Although hospitals around the nation have reported lower operating margins in recent reports, Connecticut’s decrease “has been much more dramatic than in other states,” according to the CHA. Connecticut hospitals showed a 67% decline in 2022 margin relative to fiscal 2019, compared to a national median decline of 20%, according to Kaufman Hall.
Kaufman Hall representative Eric Swanson said that Connecticut performed so poorly in part because of its aging population and its acute labor shortage in healthcare, with thousands of jobs unfilled.
Dr. Syed A. Hussain, chief clinical officer at Trinity Health of New England, said pandemic-related burnout and retirements have added to the labor shortage afflicting hospitals around the state. Lack of workers in post-acute settings like rehab centers also forces patients to stay in the hospital longer, he added.
The workforce crisis has forced Trinity to reshape its policies, Hussain said: “How can we implement different models of care, for instance, to supplement our existing staff and prevent burnout to ensure that we always provide high-quality care to our patients?”
The state’s hospitals have also been squeezed by inadequate Medicare and Medicaid reimbursements, which resulted in more than $2 billion in losses between the two government programs, according to the CHA. Medicaid pays about 68 cents on the dollar and Medicare about 80 cents, according to CHA estimates.

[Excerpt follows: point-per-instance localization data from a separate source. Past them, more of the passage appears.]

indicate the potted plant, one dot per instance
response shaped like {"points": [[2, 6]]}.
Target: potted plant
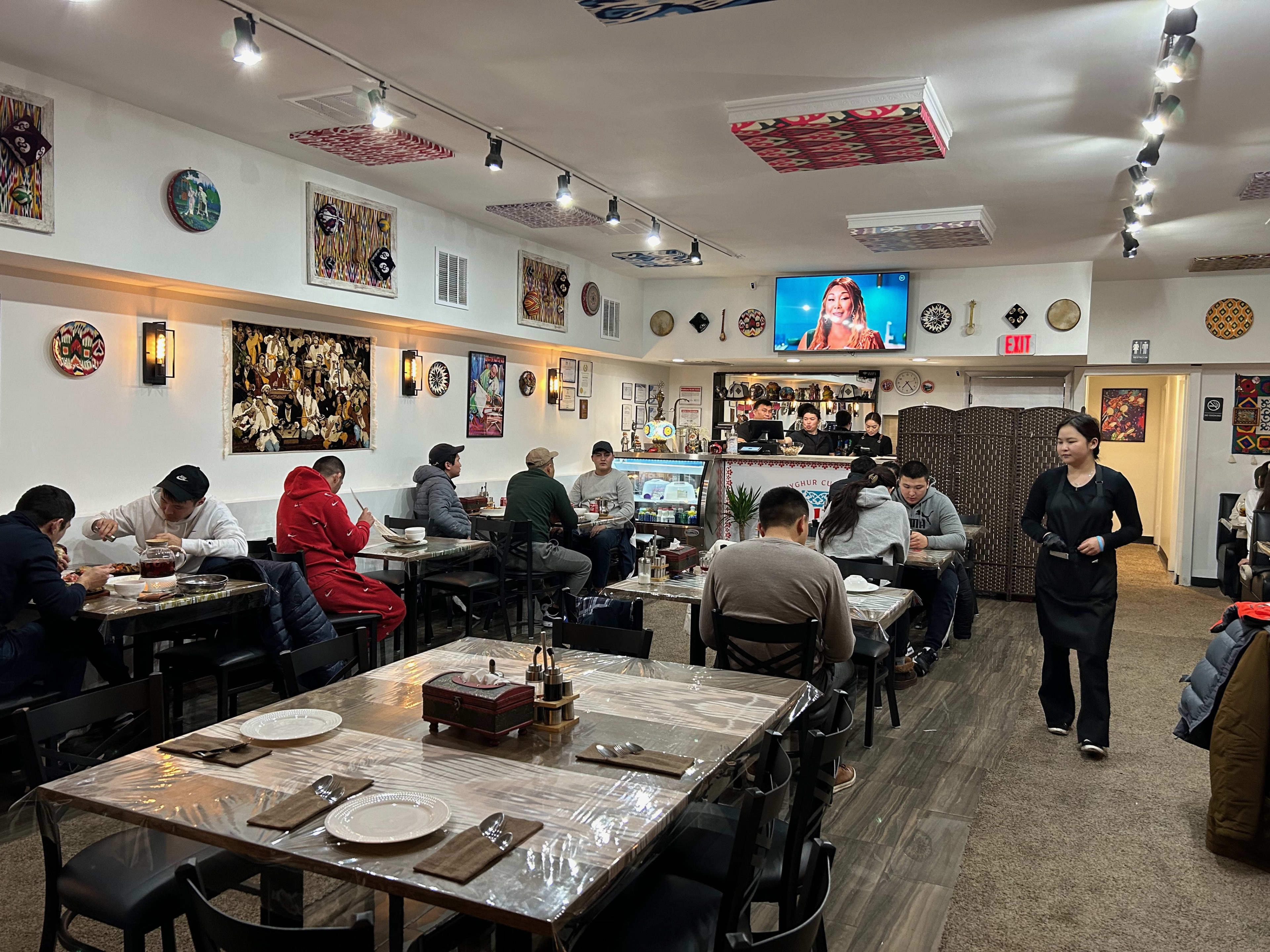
{"points": [[743, 507]]}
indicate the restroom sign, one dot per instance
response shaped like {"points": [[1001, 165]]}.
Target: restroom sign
{"points": [[1015, 344]]}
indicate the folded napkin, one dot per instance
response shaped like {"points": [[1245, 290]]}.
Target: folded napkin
{"points": [[206, 742], [650, 761], [470, 852], [302, 808]]}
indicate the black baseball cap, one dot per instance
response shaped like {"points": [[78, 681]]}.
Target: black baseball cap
{"points": [[444, 454], [186, 483]]}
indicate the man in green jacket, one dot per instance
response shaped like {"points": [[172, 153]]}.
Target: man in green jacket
{"points": [[534, 497]]}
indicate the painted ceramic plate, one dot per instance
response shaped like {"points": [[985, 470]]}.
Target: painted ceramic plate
{"points": [[591, 299], [291, 725], [1229, 319], [937, 319], [387, 818], [439, 379], [751, 323], [78, 348], [193, 201]]}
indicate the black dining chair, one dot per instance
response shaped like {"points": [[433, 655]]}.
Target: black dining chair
{"points": [[874, 654], [126, 880]]}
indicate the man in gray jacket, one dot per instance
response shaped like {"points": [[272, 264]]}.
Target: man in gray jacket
{"points": [[436, 503]]}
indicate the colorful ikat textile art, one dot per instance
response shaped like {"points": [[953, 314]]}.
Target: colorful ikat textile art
{"points": [[367, 145], [632, 11], [872, 136], [1251, 417]]}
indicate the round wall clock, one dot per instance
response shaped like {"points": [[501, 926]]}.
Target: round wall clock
{"points": [[752, 323], [907, 382], [439, 379], [937, 319], [1229, 319], [78, 348], [591, 299], [193, 201]]}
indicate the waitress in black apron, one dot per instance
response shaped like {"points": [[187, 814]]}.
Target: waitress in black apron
{"points": [[1069, 513]]}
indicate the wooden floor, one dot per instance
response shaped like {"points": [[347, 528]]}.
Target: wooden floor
{"points": [[901, 829]]}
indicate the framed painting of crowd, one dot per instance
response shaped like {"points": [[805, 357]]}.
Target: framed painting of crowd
{"points": [[294, 390]]}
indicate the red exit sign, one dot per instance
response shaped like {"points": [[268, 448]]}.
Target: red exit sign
{"points": [[1014, 344]]}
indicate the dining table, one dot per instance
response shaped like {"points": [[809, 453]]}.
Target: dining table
{"points": [[148, 622], [413, 559], [600, 820]]}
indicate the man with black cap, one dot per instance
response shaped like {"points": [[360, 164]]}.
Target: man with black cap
{"points": [[599, 542], [436, 503], [180, 512]]}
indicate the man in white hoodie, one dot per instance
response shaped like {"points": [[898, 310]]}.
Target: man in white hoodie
{"points": [[181, 513]]}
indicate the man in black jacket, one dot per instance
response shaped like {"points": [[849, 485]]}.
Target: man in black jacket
{"points": [[42, 649]]}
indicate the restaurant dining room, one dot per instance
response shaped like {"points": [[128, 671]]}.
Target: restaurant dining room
{"points": [[401, 554]]}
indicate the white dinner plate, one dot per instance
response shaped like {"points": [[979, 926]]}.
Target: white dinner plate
{"points": [[387, 818], [291, 725]]}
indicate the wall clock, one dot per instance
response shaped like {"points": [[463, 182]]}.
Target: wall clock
{"points": [[907, 382], [439, 379], [937, 319]]}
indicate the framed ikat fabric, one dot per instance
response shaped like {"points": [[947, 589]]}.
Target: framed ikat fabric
{"points": [[1251, 417]]}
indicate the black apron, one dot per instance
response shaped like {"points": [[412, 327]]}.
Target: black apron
{"points": [[1076, 596]]}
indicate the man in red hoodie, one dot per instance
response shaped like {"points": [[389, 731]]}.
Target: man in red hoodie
{"points": [[313, 520]]}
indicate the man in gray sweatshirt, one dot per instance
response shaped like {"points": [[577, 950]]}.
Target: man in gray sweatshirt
{"points": [[935, 525]]}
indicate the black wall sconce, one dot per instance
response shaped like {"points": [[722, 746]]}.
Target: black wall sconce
{"points": [[159, 364], [409, 373]]}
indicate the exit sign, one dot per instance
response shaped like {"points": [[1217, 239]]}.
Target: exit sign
{"points": [[1015, 344]]}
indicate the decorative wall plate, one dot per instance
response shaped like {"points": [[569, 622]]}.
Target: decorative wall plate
{"points": [[1064, 314], [1229, 319], [752, 323], [937, 318], [193, 201], [591, 299], [439, 379], [662, 323], [78, 348]]}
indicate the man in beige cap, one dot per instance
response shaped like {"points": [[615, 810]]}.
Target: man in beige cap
{"points": [[534, 497]]}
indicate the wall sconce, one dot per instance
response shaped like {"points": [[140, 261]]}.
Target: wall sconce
{"points": [[409, 373], [160, 353]]}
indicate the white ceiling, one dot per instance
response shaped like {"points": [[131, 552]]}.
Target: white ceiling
{"points": [[1044, 98]]}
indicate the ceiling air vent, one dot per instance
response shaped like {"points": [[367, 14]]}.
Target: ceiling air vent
{"points": [[451, 280]]}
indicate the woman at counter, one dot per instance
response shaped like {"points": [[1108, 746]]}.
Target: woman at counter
{"points": [[874, 442]]}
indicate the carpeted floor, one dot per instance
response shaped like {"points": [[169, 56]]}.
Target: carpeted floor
{"points": [[1067, 855]]}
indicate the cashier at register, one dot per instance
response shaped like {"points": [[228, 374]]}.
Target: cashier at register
{"points": [[816, 442]]}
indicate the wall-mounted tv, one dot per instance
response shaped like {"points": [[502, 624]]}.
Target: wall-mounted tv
{"points": [[842, 313]]}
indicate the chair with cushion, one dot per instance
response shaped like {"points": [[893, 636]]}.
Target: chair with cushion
{"points": [[874, 654], [126, 880]]}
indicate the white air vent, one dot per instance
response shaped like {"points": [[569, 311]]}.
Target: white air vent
{"points": [[611, 329], [451, 280], [346, 106]]}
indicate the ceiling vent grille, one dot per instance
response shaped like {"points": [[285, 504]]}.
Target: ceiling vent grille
{"points": [[451, 280]]}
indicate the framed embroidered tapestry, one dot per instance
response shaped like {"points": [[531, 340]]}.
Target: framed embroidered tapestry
{"points": [[352, 243], [295, 390]]}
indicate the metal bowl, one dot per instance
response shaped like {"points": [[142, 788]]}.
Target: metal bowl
{"points": [[200, 584]]}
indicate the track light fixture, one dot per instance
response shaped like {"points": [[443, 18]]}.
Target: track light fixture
{"points": [[246, 51], [655, 234], [494, 160]]}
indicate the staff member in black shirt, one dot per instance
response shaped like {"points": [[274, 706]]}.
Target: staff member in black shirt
{"points": [[874, 442], [815, 441], [1076, 578]]}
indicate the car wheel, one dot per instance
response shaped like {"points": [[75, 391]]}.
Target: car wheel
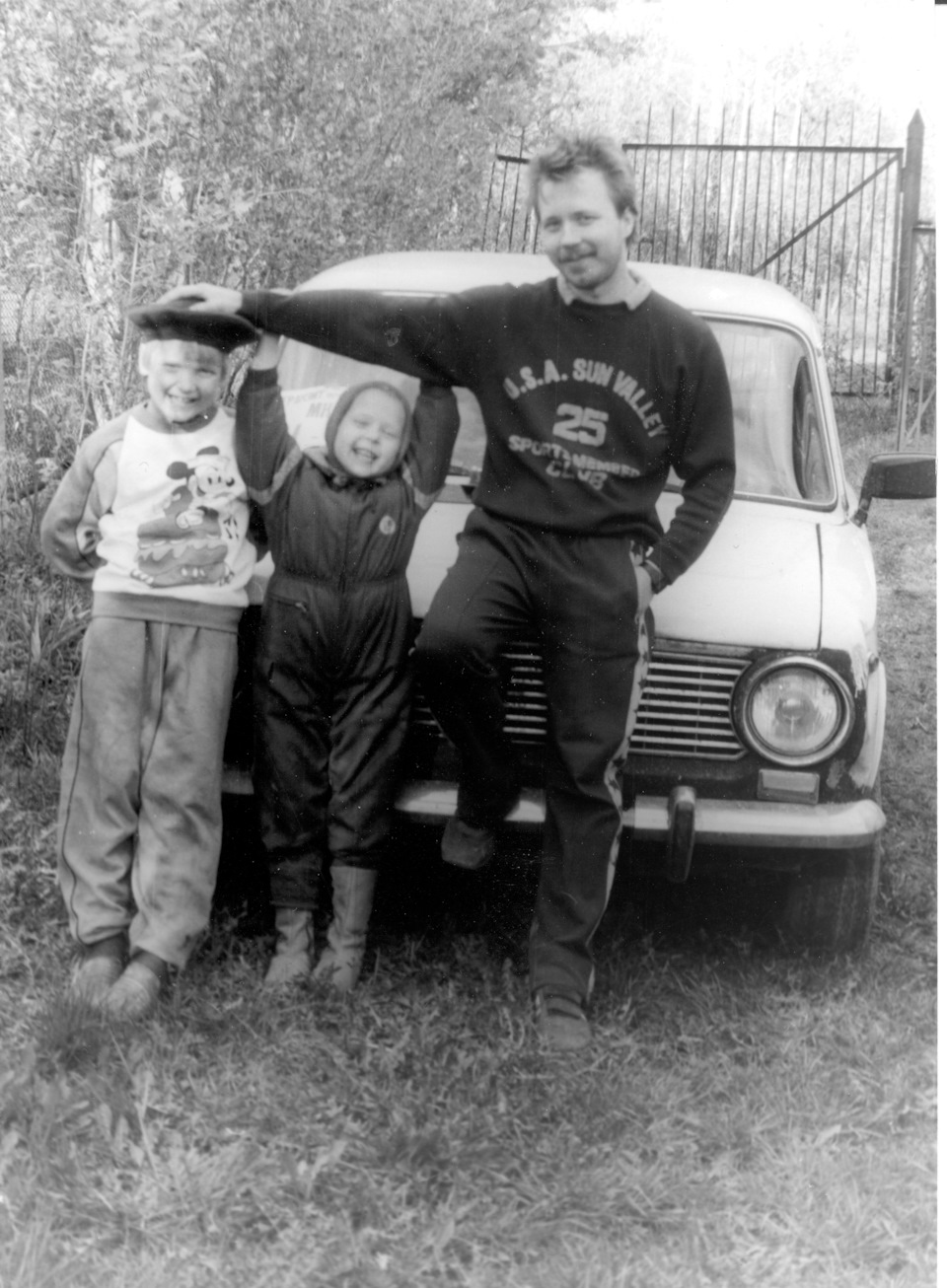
{"points": [[829, 907]]}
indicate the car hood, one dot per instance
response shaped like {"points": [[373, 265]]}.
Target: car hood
{"points": [[758, 584]]}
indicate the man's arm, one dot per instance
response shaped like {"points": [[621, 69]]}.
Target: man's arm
{"points": [[436, 424], [702, 455], [423, 337]]}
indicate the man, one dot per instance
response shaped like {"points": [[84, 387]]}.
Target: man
{"points": [[592, 388]]}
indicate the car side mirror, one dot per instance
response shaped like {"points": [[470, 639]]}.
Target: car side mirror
{"points": [[897, 476]]}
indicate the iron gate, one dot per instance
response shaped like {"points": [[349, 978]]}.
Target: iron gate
{"points": [[822, 219]]}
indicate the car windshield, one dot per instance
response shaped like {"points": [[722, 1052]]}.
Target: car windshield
{"points": [[779, 438]]}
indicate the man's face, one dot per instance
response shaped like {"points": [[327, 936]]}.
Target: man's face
{"points": [[184, 380], [369, 437], [583, 234]]}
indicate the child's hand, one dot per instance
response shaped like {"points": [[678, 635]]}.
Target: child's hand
{"points": [[267, 352]]}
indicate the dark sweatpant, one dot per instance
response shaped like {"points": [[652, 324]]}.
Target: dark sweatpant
{"points": [[331, 701], [577, 594]]}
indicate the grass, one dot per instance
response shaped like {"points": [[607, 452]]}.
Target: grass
{"points": [[745, 1116]]}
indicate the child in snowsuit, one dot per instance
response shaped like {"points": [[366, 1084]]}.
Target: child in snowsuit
{"points": [[332, 682], [154, 514]]}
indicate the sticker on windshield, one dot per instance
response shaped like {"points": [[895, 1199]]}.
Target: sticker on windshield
{"points": [[308, 411]]}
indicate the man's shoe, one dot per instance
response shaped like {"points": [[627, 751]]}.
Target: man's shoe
{"points": [[560, 1022], [100, 967], [467, 846], [137, 992], [94, 977]]}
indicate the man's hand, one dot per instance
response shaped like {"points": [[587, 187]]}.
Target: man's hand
{"points": [[646, 588], [204, 298]]}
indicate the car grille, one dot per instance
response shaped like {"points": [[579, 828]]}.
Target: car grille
{"points": [[685, 711]]}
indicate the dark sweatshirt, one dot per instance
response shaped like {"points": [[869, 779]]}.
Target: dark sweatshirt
{"points": [[586, 407]]}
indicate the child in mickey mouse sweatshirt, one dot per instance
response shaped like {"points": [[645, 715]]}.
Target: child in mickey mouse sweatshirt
{"points": [[154, 514]]}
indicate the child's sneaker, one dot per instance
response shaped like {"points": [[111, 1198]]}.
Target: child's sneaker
{"points": [[100, 967], [467, 846], [560, 1022], [137, 992]]}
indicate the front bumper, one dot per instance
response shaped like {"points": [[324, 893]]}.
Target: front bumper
{"points": [[757, 824]]}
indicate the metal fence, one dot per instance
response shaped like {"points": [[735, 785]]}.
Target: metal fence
{"points": [[917, 382], [824, 219]]}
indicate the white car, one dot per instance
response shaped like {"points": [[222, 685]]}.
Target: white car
{"points": [[759, 737]]}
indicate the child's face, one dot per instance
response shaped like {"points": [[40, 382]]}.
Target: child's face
{"points": [[183, 379], [367, 441]]}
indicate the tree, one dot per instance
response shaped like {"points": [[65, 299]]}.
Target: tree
{"points": [[154, 141]]}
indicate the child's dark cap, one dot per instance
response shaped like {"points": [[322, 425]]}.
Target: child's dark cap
{"points": [[223, 331]]}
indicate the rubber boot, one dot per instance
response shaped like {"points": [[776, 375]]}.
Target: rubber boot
{"points": [[293, 956], [340, 963]]}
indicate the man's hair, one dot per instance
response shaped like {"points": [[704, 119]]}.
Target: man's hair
{"points": [[571, 152]]}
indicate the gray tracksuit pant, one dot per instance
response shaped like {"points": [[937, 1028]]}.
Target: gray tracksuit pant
{"points": [[139, 807]]}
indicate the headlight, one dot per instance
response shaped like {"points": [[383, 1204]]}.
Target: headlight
{"points": [[794, 711]]}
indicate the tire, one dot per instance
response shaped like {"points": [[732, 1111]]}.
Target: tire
{"points": [[830, 905]]}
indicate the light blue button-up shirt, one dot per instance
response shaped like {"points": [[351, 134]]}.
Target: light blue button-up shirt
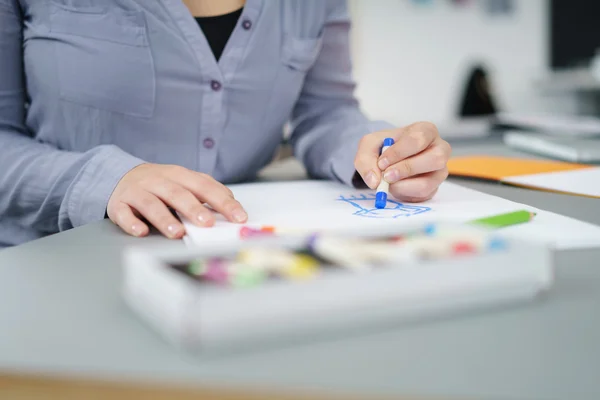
{"points": [[90, 89]]}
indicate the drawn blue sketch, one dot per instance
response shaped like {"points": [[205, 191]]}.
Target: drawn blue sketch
{"points": [[365, 207]]}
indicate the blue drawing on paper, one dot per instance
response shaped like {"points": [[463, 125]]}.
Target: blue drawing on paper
{"points": [[365, 207]]}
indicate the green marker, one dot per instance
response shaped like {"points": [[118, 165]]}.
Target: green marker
{"points": [[503, 220]]}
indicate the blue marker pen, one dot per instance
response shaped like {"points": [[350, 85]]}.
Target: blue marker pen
{"points": [[382, 189]]}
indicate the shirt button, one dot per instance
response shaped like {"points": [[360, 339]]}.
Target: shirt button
{"points": [[215, 85], [208, 143]]}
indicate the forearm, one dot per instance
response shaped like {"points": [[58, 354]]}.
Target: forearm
{"points": [[53, 190]]}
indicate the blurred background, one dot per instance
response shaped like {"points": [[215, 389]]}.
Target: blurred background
{"points": [[414, 58]]}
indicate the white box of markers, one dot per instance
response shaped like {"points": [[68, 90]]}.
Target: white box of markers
{"points": [[199, 315]]}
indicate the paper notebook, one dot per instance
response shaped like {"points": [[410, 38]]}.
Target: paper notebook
{"points": [[325, 205], [554, 176]]}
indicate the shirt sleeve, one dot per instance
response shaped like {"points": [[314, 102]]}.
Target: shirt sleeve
{"points": [[327, 122], [41, 186]]}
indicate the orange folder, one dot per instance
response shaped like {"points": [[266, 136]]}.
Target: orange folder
{"points": [[498, 168], [553, 176]]}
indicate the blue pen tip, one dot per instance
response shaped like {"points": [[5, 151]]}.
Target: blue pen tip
{"points": [[380, 200]]}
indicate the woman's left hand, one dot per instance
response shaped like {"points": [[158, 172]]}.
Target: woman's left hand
{"points": [[414, 166]]}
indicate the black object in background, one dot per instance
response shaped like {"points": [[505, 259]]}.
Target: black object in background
{"points": [[477, 98], [574, 32]]}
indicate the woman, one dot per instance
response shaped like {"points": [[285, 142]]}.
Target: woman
{"points": [[124, 108]]}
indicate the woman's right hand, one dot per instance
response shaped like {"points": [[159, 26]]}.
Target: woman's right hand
{"points": [[149, 189]]}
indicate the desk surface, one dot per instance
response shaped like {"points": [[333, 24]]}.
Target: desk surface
{"points": [[61, 311]]}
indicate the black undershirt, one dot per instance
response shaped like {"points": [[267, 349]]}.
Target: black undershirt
{"points": [[218, 29]]}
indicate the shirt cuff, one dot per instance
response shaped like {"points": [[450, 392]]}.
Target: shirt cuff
{"points": [[88, 196], [342, 164]]}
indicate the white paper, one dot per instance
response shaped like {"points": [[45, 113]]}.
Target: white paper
{"points": [[322, 205], [581, 181]]}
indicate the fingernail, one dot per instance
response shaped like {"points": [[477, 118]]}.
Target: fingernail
{"points": [[239, 216], [383, 163], [174, 230], [203, 219], [391, 176], [371, 179], [137, 230]]}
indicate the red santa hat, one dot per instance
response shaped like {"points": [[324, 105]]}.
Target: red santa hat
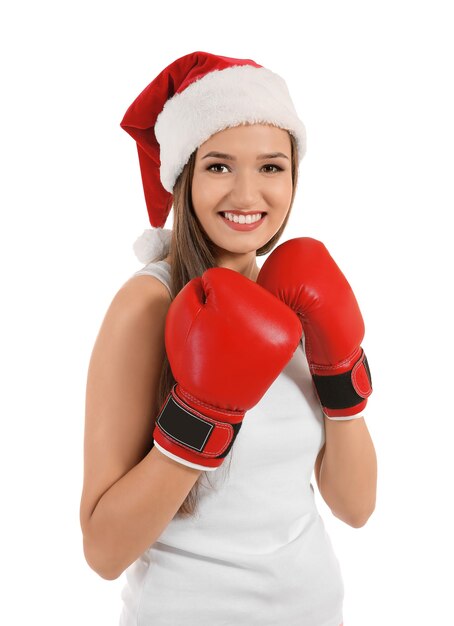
{"points": [[194, 97]]}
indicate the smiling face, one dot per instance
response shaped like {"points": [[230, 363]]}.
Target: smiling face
{"points": [[242, 181]]}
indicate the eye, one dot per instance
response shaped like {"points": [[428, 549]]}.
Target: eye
{"points": [[215, 165], [279, 169]]}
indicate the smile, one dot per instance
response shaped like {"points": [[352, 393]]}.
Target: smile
{"points": [[241, 222]]}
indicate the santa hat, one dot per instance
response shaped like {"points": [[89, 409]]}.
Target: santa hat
{"points": [[196, 96]]}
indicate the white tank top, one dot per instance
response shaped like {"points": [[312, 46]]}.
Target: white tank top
{"points": [[256, 553]]}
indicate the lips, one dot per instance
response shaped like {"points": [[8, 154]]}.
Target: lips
{"points": [[243, 227]]}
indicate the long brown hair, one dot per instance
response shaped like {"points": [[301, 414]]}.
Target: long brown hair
{"points": [[192, 253]]}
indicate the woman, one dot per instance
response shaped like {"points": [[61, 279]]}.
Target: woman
{"points": [[201, 360]]}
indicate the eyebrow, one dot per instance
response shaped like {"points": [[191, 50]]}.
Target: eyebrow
{"points": [[222, 155]]}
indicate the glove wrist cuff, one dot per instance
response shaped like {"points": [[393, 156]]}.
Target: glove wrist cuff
{"points": [[344, 394], [188, 433]]}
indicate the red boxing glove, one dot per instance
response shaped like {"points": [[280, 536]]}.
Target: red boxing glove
{"points": [[227, 340], [301, 273]]}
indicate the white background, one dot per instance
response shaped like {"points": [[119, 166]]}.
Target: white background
{"points": [[373, 84]]}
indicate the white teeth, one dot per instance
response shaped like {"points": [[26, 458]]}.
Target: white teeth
{"points": [[241, 219]]}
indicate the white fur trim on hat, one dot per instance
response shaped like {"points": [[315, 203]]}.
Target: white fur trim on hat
{"points": [[222, 99], [152, 243]]}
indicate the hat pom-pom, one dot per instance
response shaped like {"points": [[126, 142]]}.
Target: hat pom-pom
{"points": [[153, 243]]}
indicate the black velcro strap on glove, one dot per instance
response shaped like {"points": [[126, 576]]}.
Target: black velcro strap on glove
{"points": [[188, 428], [337, 391]]}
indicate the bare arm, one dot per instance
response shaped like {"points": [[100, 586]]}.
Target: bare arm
{"points": [[347, 471], [130, 494]]}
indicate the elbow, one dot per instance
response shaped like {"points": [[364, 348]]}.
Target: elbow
{"points": [[360, 520], [96, 564]]}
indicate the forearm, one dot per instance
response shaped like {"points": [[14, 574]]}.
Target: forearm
{"points": [[134, 512], [348, 473]]}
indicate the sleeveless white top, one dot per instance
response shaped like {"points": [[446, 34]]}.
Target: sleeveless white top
{"points": [[256, 553]]}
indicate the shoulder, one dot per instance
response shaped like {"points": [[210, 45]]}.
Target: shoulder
{"points": [[144, 288]]}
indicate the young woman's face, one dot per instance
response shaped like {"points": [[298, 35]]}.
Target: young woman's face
{"points": [[242, 181]]}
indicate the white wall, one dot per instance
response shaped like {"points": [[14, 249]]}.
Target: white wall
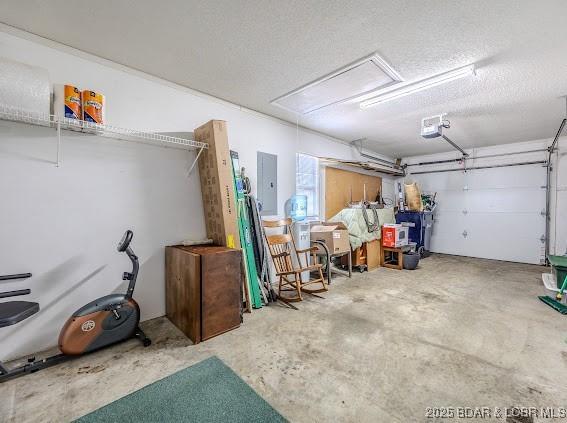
{"points": [[501, 208], [62, 224]]}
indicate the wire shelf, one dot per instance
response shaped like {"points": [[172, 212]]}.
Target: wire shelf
{"points": [[90, 128]]}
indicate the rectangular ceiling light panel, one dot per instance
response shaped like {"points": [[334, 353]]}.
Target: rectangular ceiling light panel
{"points": [[413, 87], [367, 75]]}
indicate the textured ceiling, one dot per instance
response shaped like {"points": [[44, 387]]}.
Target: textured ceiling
{"points": [[250, 52]]}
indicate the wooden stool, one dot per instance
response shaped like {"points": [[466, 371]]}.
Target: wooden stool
{"points": [[391, 262]]}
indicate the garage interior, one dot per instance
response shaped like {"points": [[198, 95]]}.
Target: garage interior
{"points": [[325, 211]]}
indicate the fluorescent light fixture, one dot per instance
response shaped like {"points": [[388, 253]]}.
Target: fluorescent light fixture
{"points": [[363, 77], [414, 87]]}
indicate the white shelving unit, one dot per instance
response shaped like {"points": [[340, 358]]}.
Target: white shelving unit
{"points": [[88, 128]]}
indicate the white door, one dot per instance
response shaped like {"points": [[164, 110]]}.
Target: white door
{"points": [[489, 213]]}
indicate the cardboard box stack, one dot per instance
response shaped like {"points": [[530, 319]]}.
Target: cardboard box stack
{"points": [[217, 187]]}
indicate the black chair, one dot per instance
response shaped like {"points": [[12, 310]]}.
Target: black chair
{"points": [[12, 312]]}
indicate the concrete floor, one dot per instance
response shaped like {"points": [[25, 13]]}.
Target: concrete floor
{"points": [[381, 347]]}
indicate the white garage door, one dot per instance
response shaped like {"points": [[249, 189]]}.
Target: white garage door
{"points": [[490, 213]]}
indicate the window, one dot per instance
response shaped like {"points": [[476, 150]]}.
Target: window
{"points": [[307, 182]]}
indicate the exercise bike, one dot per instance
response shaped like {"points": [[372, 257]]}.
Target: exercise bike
{"points": [[105, 321]]}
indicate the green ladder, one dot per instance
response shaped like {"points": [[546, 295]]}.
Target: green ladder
{"points": [[245, 234]]}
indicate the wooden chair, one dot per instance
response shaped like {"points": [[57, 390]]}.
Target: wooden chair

The hospital association asked that the state legislature provide direct funding to hospitals to help with labor shortages, which have resulted in costly outlays for traveling nurses and other contract staff. The funding would pay for recruitment bonuses, student loan assistance, retention bonuses, tuition assistance and worker training.
Yale New Haven Hospital singled out the cost of traveling nurses in announcing the elimination of 155 jobs in September due to looming losses for fiscal 2022.
The CHA also asked that state lawmakers block recent efforts to cap commercial reimbursement for hospital services and impose higher nursing staff ratios. Hospitals also object to parts of a recent bill put forward by Gov. Ned Lamont aimed at reducing healthcare costs.
Hussain of Trinity Health of New England said that the financial strains will negatively impact healthcare in the state over the long term if no action is taken.
“There is no mission without a margin,” Hussain said. “It's really important that financially we are stable to be able to keep our doors open.”